Proses pembuatan arang 3 : Tumpukan arang setelah dibongkar.

Proses pembuatan arang 3 : Tumpukan arang setelah dibongkar.

Saat ini jumlah kayu yang dapat digunakan sebagai bahan baku pembuatan arang relatif tersedia cukup banyak. Hanya saja memang kelanjutan produksi ini di masa depan harus disosialisasikan untuk tidak  menggunakan pohon yang masih produktif. Setelah biomassa yang melimpah dari sisa letusan habis maka arang kayu dapat dibuat dengan menggunakan cabang pohon kayu yang besar yang diperoleh dari pemangkasan secara selektif.
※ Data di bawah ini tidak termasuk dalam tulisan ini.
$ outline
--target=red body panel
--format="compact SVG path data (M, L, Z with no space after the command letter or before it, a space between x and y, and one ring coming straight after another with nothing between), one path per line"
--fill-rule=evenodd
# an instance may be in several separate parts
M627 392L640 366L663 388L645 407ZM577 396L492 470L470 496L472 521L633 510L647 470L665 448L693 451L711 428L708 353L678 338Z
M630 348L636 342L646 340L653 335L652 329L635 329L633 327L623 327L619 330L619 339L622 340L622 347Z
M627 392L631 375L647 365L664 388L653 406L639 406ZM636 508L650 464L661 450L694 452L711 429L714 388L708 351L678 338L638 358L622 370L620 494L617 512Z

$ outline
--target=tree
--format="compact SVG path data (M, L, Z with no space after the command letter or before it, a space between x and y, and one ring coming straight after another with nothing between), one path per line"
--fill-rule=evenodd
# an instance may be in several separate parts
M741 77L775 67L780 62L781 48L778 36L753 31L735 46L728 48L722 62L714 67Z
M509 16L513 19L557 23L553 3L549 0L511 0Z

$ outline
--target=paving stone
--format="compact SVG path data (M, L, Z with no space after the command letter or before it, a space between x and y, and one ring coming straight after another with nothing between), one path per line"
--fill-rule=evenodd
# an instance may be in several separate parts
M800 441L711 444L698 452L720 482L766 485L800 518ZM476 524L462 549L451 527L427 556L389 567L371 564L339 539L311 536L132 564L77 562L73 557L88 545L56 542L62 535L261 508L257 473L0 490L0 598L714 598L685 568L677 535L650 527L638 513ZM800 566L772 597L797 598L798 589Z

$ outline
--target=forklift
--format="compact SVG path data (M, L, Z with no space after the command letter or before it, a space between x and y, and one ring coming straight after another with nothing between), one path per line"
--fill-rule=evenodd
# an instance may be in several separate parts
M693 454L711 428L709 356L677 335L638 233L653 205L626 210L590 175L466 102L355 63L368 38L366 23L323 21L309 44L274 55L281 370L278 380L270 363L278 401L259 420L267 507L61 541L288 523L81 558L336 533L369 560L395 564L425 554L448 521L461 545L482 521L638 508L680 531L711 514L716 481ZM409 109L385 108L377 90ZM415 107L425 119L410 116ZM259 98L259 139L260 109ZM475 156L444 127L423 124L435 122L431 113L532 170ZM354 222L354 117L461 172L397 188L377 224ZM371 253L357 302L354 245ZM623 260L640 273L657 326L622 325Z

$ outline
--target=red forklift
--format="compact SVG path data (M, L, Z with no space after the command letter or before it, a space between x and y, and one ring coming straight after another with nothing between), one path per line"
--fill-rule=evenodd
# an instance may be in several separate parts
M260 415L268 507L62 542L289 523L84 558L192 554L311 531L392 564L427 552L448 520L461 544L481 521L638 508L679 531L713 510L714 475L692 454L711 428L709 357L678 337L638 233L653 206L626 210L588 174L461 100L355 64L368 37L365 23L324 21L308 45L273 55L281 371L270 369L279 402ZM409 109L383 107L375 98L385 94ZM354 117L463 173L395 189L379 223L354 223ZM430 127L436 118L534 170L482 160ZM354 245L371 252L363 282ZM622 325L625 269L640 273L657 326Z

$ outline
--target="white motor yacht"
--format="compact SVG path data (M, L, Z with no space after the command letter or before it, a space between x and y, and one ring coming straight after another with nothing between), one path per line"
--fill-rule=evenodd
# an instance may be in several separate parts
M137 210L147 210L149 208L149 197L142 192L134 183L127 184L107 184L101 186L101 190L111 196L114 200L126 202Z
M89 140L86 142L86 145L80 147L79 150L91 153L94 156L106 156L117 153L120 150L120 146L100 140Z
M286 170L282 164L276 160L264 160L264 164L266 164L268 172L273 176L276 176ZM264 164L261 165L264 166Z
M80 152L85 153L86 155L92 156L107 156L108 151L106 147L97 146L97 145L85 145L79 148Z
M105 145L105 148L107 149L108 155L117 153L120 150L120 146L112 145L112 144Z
Pohon ini juga diperoleh dari kawasan perkebunan atau di lingkungan tempat tinggal, bukan yang diperoleh dari kawasan hutan.

Dengan demikian usaha seperti ini dapat diperoleh dengan memanfaatkan bahan yang tersedia melimpah sebagai bahan tak termanfaatkan di lingkungan lokasi bekas bencana alam. Di sisi lain hal ini juga ikut membantu proses pembersihan kawasan untuk ditanam pohon-pohon baru.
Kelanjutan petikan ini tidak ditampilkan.